" Au contraire d’Interstellar, Boyhood, tourné pourtant sur 12 ans, n’aura offert aucune image, marquante ou spectaculaire, du temps, ni même de la famille, au sein duquel s’ancre son récit. Cette absence tient à la pudeur traversant le film, qui empêche tout autant la famille que le temps de vraiment « prendre ». C’est une pudeur particulière, de celle qui lie un frère et une sœur n’osant pas se dire au revoir, s’embrasser ou se prendre dans les bras. La pudeur également d’un fils qui, en partance pour la fac, se sent gêné à l’idée de fêter ce départ, de prendre part à l’émotion de ses parents, de se retourner pour voir le chemin parcouru – cette pudeur adolescente qui répugne à témoigner son affection par les gestes ou les mots, pour qui un câlin serait déjà incestueux.

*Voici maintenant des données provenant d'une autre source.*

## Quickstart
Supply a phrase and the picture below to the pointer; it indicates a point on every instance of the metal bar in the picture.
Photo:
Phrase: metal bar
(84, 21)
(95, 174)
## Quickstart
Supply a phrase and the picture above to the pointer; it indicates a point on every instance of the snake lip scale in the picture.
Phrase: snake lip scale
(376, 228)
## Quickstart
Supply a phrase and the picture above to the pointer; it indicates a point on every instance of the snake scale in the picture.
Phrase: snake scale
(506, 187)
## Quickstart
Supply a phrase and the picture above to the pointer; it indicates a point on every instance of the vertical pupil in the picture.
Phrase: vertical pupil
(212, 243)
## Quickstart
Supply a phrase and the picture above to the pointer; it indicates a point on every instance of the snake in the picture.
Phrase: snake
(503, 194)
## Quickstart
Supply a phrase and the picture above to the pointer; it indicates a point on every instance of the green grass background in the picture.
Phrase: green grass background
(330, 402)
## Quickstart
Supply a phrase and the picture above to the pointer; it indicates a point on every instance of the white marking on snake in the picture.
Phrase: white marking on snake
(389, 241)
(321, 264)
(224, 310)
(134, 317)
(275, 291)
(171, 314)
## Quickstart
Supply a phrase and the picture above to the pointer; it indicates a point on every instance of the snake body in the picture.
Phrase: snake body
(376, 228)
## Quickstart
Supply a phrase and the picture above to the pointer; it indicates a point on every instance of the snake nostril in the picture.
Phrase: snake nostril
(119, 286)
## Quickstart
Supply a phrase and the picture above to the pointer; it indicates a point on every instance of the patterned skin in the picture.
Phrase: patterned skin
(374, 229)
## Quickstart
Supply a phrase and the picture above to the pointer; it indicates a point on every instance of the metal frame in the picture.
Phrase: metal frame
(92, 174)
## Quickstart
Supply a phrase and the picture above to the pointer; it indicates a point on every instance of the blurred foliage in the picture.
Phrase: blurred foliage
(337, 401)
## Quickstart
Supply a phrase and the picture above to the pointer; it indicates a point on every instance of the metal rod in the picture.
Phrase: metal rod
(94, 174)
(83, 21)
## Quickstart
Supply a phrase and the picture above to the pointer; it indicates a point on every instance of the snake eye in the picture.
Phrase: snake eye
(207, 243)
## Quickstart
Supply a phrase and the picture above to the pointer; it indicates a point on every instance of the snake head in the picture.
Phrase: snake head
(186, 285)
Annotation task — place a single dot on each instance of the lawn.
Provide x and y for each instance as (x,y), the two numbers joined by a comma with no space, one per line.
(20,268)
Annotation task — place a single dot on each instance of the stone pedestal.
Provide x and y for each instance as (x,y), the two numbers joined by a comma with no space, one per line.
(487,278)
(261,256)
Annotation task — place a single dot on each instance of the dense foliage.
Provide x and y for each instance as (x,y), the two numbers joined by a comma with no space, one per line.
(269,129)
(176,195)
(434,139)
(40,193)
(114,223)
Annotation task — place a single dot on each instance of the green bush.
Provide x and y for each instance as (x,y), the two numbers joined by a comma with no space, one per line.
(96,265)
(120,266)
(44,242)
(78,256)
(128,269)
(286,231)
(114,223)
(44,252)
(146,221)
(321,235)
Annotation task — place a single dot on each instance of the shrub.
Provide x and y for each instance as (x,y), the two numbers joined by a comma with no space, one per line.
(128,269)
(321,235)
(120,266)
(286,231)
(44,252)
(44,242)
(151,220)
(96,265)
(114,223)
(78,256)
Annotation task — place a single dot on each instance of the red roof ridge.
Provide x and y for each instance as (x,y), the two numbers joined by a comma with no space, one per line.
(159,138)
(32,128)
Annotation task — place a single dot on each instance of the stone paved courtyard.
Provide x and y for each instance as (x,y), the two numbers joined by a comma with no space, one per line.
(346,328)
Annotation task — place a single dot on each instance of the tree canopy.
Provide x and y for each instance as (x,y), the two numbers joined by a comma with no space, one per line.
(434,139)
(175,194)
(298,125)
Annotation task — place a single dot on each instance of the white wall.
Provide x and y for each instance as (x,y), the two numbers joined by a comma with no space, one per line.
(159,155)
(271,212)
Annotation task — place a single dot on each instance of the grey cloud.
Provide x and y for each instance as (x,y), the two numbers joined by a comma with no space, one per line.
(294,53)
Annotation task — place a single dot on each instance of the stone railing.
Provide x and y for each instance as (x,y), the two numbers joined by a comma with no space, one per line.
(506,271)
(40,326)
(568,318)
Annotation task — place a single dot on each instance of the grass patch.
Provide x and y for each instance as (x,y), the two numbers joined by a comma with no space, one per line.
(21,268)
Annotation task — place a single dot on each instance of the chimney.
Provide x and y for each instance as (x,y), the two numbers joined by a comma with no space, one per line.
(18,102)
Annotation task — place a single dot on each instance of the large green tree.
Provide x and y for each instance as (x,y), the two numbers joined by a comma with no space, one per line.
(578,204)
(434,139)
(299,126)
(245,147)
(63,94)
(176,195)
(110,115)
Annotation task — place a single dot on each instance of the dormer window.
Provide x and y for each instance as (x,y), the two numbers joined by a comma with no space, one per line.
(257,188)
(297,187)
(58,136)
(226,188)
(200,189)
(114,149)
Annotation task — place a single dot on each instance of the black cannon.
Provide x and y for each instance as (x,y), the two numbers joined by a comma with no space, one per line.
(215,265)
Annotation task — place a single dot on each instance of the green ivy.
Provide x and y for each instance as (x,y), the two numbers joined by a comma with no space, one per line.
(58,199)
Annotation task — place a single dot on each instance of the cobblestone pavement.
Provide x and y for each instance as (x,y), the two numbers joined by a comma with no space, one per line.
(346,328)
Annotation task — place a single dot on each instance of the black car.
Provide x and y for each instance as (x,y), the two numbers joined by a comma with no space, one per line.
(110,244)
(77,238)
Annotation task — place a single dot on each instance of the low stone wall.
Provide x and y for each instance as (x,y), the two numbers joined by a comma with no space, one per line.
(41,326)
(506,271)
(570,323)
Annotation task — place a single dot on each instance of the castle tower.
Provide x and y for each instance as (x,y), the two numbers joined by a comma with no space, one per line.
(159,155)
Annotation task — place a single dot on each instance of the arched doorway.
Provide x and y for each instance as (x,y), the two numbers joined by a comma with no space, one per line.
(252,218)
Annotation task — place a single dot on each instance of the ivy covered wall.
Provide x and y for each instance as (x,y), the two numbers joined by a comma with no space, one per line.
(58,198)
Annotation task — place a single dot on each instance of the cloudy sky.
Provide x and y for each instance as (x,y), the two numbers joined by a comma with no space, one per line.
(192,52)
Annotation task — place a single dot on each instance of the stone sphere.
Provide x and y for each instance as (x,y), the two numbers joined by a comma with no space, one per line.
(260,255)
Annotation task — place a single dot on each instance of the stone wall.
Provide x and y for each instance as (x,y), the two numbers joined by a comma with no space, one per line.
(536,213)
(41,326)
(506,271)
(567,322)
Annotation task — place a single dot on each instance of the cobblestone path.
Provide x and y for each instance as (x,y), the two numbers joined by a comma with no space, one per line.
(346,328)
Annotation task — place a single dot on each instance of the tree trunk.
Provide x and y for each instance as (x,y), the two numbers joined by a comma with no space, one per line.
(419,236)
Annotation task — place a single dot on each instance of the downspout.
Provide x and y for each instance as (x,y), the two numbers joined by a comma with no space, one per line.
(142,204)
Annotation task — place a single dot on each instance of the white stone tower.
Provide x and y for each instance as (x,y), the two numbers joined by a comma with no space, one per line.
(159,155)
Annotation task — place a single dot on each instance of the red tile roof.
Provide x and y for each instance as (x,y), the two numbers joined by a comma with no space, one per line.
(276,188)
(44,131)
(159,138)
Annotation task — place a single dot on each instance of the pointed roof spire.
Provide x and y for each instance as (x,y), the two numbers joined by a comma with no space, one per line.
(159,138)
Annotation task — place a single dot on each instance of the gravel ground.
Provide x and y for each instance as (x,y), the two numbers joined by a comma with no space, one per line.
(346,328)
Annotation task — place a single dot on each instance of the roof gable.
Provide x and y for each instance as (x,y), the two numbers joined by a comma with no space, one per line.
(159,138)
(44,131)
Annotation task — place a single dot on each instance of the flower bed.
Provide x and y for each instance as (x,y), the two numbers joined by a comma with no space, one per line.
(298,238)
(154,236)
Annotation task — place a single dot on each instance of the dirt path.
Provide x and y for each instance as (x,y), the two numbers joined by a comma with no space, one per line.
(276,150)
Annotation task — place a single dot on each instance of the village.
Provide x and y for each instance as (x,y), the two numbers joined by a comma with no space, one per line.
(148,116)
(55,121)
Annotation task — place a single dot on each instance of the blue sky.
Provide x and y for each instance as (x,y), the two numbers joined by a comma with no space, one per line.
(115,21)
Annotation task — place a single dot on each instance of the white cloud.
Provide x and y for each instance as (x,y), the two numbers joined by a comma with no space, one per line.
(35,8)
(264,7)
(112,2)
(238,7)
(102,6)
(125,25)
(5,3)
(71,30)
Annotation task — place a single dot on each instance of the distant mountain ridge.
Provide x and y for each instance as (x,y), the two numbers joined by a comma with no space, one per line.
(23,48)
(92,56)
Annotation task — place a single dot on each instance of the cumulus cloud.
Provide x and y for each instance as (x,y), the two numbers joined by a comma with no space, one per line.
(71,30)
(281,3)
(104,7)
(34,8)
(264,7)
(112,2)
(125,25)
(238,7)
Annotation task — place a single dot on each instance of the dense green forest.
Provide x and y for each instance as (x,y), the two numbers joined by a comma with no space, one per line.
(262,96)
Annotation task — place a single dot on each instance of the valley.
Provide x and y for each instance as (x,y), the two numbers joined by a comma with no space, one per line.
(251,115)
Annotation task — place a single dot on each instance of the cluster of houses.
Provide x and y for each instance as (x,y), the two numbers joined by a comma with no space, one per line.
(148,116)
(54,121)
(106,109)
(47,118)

Le temps et la famille, profondément liés, sont affaires de coupes dans un mouvement, de cérémoniels, ici toujours désamorcés par la retenue des uns et des autres. Recouvert d’un voile de pudeur, le temps se donne alors difficilement à ressentir. Rien ici ne s’approche de la scène, très belle, de visio-conférence d’Interstellar, qui vise à une débauche lacrymale que ne recherche pas Boyhood. Le film de Linklater n’apparaît ainsi jamais comme spectaculaire : le sentiment familial travaille chaque scène souterrainement (...)

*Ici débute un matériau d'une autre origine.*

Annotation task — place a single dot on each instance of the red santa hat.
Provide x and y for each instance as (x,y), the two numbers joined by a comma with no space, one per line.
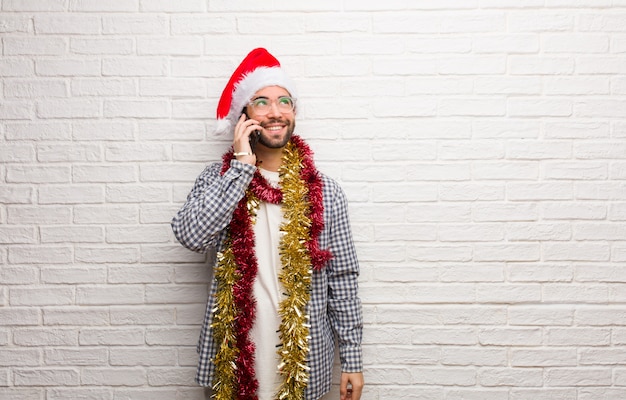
(258,70)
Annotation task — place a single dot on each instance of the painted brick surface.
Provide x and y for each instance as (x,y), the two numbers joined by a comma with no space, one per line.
(480,143)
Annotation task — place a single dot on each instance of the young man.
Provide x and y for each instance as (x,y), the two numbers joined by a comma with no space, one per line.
(285,280)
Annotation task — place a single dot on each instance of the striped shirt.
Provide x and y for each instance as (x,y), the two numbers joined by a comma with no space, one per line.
(334,308)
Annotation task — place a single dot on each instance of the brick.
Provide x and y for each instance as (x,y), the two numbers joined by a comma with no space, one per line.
(41,46)
(111,337)
(172,5)
(35,88)
(17,235)
(67,67)
(73,234)
(142,315)
(105,214)
(109,131)
(56,316)
(79,357)
(68,109)
(202,24)
(578,377)
(129,356)
(37,337)
(35,174)
(180,294)
(16,67)
(19,275)
(109,6)
(101,255)
(136,109)
(177,46)
(132,193)
(110,294)
(19,316)
(38,131)
(46,377)
(122,47)
(134,24)
(113,377)
(40,254)
(134,66)
(16,110)
(517,377)
(63,194)
(66,24)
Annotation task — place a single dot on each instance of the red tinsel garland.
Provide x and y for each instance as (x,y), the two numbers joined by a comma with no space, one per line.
(242,239)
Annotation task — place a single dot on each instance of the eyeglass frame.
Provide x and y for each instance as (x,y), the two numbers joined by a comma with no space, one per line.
(276,101)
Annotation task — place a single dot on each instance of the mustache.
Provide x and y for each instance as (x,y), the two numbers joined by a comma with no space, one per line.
(274,121)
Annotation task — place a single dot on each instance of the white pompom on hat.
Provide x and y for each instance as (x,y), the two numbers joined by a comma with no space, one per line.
(258,70)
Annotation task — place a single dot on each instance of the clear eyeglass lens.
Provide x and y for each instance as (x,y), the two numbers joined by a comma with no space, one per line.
(262,106)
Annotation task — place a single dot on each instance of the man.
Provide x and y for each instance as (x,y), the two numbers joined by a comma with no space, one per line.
(285,280)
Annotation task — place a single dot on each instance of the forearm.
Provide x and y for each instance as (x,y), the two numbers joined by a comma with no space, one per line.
(210,205)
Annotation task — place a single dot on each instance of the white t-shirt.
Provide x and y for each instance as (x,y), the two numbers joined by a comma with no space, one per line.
(268,293)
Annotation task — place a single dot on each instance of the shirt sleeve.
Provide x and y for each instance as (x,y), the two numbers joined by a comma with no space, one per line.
(210,205)
(344,304)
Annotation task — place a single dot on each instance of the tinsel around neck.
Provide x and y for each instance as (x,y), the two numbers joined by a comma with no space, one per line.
(301,199)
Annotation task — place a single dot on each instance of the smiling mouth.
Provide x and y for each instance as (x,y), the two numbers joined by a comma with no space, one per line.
(274,128)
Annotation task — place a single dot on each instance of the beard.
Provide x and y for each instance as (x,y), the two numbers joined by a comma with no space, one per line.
(277,143)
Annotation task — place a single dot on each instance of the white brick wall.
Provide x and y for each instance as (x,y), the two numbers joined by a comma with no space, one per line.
(481,144)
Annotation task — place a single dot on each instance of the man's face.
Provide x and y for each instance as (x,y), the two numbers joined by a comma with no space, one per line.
(278,126)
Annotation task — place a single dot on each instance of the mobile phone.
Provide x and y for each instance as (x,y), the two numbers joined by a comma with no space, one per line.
(254,139)
(254,136)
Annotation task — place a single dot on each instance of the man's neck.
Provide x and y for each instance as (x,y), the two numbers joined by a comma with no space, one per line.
(269,159)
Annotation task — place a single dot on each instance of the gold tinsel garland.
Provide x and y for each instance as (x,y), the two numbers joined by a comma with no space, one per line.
(295,277)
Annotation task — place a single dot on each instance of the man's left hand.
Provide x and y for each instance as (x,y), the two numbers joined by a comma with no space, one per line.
(356,382)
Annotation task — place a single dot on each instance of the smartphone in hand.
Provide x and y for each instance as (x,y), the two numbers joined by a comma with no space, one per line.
(254,137)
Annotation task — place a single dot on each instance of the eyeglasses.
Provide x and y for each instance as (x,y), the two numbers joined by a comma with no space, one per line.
(263,105)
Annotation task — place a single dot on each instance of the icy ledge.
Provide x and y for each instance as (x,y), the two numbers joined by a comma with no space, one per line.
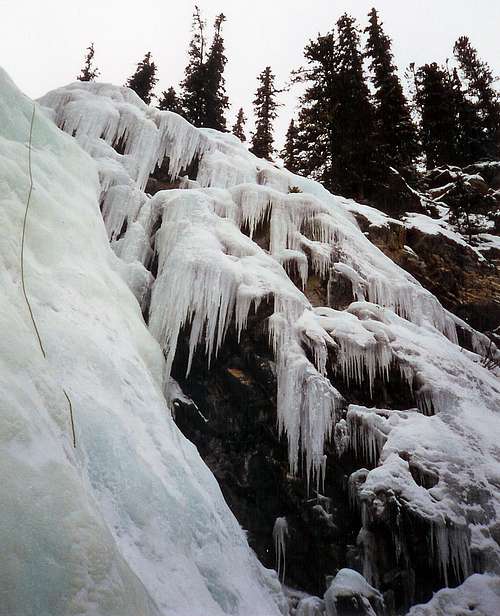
(231,237)
(131,521)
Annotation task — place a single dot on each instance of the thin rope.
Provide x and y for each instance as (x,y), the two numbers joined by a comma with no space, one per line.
(24,235)
(22,271)
(71,417)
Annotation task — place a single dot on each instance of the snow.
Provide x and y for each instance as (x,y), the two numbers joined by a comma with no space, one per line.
(438,226)
(212,275)
(131,521)
(479,595)
(349,583)
(310,606)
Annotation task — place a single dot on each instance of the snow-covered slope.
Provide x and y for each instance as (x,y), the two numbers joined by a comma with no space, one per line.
(130,521)
(231,236)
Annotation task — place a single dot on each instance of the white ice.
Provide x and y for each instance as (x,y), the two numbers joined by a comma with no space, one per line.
(131,521)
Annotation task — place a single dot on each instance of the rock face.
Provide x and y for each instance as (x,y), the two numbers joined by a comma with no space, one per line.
(321,383)
(465,281)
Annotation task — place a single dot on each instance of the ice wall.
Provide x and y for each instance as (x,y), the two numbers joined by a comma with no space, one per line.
(131,521)
(211,274)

Dans Boyhood, il y a ces très belles scènes où Mason, accompagné de sa copine, rend visite à sa grande sœur étudiante. Ils se rendent à un concert, jouent au billard, atterrissent dans un bar et dissertent sur le chemin parcouru et l’âge adulte. Ils passent la nuit à se concentrer sur un sentiment qui ne cesse de leur glisser entre les doigts, se demandant l’un l’autre où peut bien se trouver cette étape qu’ils sont censés, aux dires de tous, avoir franchie. Tout à la fois excités et stupéfaits par cette nuit parfaite et ces heures de liberté qui s’étalent devant eux, ils tentent de vivre le moment présent - un peu complaisamment, un peu maladroitement, exactement comme le faisaient déjà Julie Delpy et Ethan Hawke dans la trilogie des Before.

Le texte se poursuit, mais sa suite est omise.